Edição 25 - Outubro/2022 | Entrevista

Desejo manifesto

Thales Estefani

O que é um manifesto? Com esse questionamento o professor de Literatura e Teoria Literária da Universidade Federal de São Paulo (Unifesp), Marcelo Moreschi, iniciou a oficina Estudo do Manifesto de Vanguarda, realizada na Biblioteca Parque Villa-Lobos, entre os dias 9 e 30 de agosto. O texto de manifesto não é um ensaio ou um tratado, é um texto revolucionário, extremamente crítico, que invoca mudanças, mostra insatisfações e vem carregado de polêmicas.

Nascido no campo da política radical, com o "Manifesto Comunista", de Marx e Engels (1848), o estilo foi posteriormente apropriado pelo campo das artes. Porém, com um viés diferenciado. “Nas artes, o manifesto tem a função de marcar o início de um novo movimento, é uma espécie de fundação de uma corrente em rompimento com a corrente anterior. Mas é importante ressaltar que ali o sujeito ainda não está constituído, a assinatura só vem depois, com a adesão dos artistas à nova proposta, caso do "Manifesto Futurista" e "Manifesto Dadaísta”, explica o professor.

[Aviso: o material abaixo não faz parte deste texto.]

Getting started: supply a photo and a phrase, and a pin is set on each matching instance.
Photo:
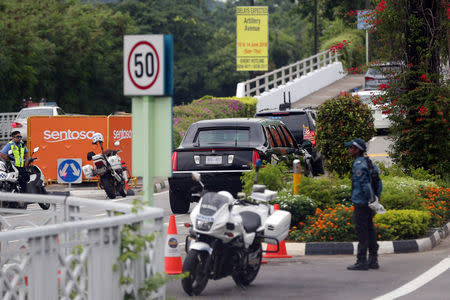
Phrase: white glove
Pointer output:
(377, 207)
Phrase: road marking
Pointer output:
(413, 285)
(377, 154)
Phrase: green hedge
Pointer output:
(402, 192)
(273, 176)
(326, 191)
(405, 224)
(300, 206)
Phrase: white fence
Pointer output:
(5, 125)
(70, 253)
(270, 80)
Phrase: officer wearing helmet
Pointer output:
(16, 151)
(362, 195)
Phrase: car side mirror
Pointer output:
(290, 151)
(89, 155)
(196, 176)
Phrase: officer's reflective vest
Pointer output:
(19, 153)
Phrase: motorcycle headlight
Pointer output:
(203, 225)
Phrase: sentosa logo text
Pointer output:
(122, 134)
(65, 135)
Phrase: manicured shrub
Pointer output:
(326, 191)
(339, 120)
(437, 202)
(405, 224)
(300, 206)
(402, 192)
(331, 224)
(273, 176)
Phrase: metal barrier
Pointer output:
(273, 79)
(5, 125)
(70, 250)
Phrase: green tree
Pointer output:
(340, 120)
(418, 98)
(66, 51)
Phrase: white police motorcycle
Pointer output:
(109, 167)
(226, 236)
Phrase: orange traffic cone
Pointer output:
(282, 253)
(173, 257)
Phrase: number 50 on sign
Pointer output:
(145, 65)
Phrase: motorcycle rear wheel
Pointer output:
(245, 277)
(194, 263)
(108, 186)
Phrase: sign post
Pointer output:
(148, 77)
(252, 34)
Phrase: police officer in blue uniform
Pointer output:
(362, 194)
(19, 157)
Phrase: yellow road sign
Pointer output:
(252, 38)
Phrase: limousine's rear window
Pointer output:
(221, 136)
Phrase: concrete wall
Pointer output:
(301, 87)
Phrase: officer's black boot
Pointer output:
(373, 262)
(360, 265)
(373, 257)
(361, 261)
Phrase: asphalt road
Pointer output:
(423, 275)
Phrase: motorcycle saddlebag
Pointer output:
(277, 226)
(115, 162)
(88, 171)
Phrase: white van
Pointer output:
(381, 120)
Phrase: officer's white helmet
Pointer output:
(97, 137)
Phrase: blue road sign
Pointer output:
(69, 170)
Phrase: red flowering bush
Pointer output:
(331, 224)
(437, 202)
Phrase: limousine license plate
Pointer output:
(213, 160)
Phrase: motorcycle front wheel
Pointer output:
(197, 279)
(122, 190)
(108, 186)
(246, 276)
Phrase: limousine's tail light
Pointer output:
(255, 157)
(174, 161)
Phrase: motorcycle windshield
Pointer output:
(211, 203)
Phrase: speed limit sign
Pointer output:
(145, 65)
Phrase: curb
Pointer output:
(386, 247)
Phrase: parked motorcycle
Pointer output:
(226, 234)
(9, 181)
(109, 167)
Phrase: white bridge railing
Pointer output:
(270, 80)
(68, 251)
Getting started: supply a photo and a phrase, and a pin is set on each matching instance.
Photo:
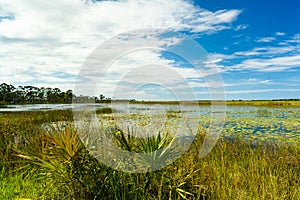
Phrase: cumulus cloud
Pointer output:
(41, 39)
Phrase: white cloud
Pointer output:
(241, 27)
(280, 34)
(46, 38)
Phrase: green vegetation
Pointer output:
(40, 164)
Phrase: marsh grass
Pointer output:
(55, 165)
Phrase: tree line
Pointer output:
(10, 94)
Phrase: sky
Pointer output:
(153, 49)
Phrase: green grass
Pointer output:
(41, 165)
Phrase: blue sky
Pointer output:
(254, 45)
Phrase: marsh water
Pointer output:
(255, 123)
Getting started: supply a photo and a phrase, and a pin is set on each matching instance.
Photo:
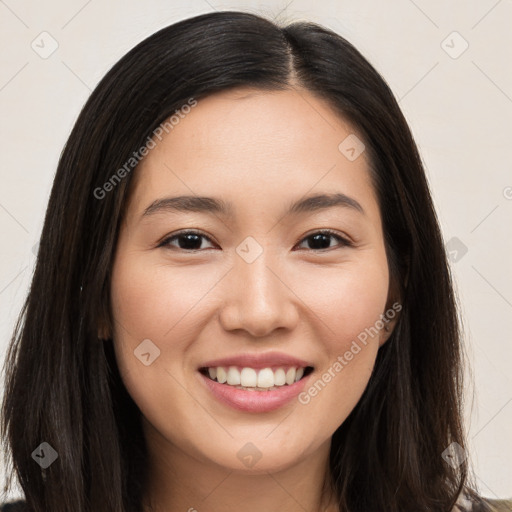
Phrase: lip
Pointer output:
(254, 401)
(257, 361)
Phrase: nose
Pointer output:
(258, 299)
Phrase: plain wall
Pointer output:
(458, 104)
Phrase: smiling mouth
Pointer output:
(251, 379)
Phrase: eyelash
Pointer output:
(343, 241)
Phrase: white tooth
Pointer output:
(279, 377)
(221, 375)
(248, 377)
(233, 377)
(290, 376)
(265, 378)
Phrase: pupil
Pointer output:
(317, 238)
(190, 242)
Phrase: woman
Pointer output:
(264, 370)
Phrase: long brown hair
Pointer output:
(62, 385)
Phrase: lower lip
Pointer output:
(255, 401)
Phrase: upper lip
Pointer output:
(257, 361)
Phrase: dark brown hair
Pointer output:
(62, 385)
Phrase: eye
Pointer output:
(187, 241)
(192, 240)
(320, 240)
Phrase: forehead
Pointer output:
(253, 145)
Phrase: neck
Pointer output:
(179, 482)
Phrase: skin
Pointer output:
(259, 150)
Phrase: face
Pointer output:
(257, 279)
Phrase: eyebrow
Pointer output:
(201, 204)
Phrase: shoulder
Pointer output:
(13, 506)
(465, 503)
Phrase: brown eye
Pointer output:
(186, 241)
(321, 240)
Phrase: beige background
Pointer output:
(458, 104)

Para dar tom exato desse gênero literário, os participantes analisaram logo na primeira aula o Manifesto Utópico-Ecológico em Defesa da Poesia & do Delírio, do poeta Roberto Piva. O texto repleto de sentenças radicais encantou o grupo com suas reivindicações nonsense, como no recorte a seguir:

1. Transformar a Praça da Sé em horta coletiva & pública.
2. Distribuir obras dos poetas brasileiros entre os garotos (as) da Febem, únicos capazes de transformar a violência & angústia de suas almas em música das esferas.
3. Saunas para o povo.
4. Construção urgente de mictórios públicos (existem pouquíssimos, o que prova que nossos políticos nunca andam a Pé) & espelhos...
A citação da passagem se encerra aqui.